岡口分限決定2が、武田芳樹教授から批判されています 

岡口分限決定2が、武田芳樹山梨学院大学教授から批判されています 

 

「岡口分限決定1と共通する問題として,表現の自由に関する検討が実質的には行われていないという点を指摘することができる。

また,最高裁は,裁判官に対する懲戒事由の一つである「品位を辱める行状があったとき」を限定解釈する姿勢を示していない。

少なくとも,表現の制約を踏まえた裁判所法の解釈を示すか,表現の自由に対する制約としても許容されることを検討することが必要であったはずである。
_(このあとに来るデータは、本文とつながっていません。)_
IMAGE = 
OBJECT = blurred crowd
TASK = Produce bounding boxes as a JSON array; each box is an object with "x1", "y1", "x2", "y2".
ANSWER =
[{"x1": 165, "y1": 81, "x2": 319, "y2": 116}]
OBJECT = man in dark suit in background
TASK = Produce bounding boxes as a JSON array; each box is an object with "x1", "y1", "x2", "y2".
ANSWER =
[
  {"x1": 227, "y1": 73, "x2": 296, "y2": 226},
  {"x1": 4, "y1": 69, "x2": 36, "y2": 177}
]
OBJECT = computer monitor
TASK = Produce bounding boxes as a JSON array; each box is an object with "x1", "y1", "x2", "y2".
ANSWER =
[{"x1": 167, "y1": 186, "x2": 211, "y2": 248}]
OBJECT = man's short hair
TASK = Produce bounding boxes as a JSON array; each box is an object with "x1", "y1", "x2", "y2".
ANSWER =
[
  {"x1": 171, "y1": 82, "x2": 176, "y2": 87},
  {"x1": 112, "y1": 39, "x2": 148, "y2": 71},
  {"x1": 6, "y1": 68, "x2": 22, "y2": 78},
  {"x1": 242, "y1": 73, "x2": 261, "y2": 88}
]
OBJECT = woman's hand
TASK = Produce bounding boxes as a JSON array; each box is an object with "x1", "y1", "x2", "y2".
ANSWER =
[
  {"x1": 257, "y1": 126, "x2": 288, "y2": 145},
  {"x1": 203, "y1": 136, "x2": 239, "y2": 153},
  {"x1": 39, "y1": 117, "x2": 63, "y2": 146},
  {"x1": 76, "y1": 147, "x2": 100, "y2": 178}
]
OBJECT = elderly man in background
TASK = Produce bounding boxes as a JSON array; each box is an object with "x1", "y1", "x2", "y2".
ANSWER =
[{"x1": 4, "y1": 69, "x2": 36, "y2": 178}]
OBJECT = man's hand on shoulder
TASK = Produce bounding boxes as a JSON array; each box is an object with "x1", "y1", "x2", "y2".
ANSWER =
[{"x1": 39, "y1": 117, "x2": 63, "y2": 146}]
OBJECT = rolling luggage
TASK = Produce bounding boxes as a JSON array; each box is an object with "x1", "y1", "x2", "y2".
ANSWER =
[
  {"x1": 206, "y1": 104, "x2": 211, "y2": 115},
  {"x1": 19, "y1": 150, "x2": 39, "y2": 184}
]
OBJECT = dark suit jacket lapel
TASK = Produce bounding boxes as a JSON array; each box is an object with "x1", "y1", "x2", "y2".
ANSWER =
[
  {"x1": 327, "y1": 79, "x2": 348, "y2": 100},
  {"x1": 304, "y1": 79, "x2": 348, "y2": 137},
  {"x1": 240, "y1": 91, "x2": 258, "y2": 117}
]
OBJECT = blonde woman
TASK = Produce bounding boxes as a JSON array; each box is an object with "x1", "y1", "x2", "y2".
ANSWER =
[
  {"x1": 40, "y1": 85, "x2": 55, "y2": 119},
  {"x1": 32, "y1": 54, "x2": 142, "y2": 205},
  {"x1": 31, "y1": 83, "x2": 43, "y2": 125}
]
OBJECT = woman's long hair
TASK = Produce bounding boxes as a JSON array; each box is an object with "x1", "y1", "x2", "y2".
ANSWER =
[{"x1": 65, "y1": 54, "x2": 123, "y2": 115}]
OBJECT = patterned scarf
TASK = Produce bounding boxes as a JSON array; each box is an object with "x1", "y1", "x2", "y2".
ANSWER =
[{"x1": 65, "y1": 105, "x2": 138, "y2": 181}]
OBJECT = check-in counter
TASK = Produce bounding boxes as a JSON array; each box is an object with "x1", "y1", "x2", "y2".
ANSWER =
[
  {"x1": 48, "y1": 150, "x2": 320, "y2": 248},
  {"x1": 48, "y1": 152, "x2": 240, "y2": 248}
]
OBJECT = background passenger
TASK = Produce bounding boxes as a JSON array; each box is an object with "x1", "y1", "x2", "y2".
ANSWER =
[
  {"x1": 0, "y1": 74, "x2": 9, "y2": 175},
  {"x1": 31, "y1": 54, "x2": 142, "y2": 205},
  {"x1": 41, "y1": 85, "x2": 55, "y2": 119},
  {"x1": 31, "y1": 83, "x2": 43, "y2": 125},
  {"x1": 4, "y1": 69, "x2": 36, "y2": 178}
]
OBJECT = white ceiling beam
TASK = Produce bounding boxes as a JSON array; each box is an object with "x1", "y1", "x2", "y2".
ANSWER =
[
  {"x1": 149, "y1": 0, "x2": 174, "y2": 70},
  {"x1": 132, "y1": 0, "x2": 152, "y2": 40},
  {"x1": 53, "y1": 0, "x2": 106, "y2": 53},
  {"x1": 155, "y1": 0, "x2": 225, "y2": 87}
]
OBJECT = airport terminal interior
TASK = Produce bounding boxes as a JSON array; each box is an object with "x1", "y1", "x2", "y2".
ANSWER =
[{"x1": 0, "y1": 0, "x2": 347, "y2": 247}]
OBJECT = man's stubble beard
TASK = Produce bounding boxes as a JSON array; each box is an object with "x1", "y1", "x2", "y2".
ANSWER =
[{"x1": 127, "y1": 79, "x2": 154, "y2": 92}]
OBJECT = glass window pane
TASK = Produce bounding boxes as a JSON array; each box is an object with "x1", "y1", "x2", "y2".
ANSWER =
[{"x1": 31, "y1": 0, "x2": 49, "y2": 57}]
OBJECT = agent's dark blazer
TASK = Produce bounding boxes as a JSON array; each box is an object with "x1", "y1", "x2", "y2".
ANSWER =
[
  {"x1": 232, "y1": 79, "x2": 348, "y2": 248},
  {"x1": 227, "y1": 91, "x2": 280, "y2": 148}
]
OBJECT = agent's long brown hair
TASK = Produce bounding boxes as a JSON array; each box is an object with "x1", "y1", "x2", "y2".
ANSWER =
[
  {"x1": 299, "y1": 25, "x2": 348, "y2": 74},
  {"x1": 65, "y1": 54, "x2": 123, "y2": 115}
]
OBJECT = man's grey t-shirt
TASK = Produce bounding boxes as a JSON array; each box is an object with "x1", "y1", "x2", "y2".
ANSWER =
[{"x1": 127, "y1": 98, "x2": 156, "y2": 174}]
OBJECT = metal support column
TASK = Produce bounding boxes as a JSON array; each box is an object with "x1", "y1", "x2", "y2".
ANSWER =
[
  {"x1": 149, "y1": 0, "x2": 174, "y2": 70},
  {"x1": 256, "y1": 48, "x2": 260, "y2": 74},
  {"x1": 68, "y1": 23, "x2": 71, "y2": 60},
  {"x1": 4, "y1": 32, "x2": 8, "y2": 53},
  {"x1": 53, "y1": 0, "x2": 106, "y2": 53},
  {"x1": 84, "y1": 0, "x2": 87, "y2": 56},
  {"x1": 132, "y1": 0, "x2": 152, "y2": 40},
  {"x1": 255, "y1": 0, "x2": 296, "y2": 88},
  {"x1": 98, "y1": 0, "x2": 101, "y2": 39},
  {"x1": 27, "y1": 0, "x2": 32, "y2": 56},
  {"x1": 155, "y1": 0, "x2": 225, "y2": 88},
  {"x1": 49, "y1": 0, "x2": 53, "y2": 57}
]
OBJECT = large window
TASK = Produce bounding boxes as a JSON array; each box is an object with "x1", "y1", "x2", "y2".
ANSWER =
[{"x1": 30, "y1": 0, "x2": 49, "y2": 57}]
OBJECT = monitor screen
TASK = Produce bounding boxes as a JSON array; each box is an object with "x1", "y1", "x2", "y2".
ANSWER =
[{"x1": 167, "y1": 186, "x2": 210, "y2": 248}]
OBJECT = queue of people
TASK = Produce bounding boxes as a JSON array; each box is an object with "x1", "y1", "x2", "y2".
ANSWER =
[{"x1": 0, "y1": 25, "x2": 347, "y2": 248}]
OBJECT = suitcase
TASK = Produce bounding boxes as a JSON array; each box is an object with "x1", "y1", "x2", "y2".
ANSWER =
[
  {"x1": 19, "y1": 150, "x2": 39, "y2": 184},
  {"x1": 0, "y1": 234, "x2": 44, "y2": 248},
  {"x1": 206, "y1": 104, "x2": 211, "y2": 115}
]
」

法学教室483号162頁

 

 

 

分限裁判と言えば、かつて寺西判事補事件というのがありました。

そのときの最高裁大法廷決定は、様々な論点について憲法学的観点からの検討がされ、それを踏まえて戒告処分の結論に至ったものであり、今でも、憲法の授業で取り上げられ続けています。

 

ところが、岡口分限決定は、そうした法的な検討が全くされずに、まさに「初めから結論ありき」のものとなっています。

法的な検討をすることもなく、「とにかく、この裁判官は戒告にしてしまえ」と、それだけの決定だということです。

これでは、まさかの最高裁が「法の支配」ではなく「人の支配」です。

 

20年で、ここまで最高裁大法廷が劣化するとは、

憲法学者のみなさんも、驚いておられることでしょう。

 

*しかも、岡口分限決定2は、これに加え、既にこのブログで明らかにしたとおり、事実誤認や手続保障の欠如もあるものです(完全に不意打ちの事実認定をした挙句、それが間違っていました)。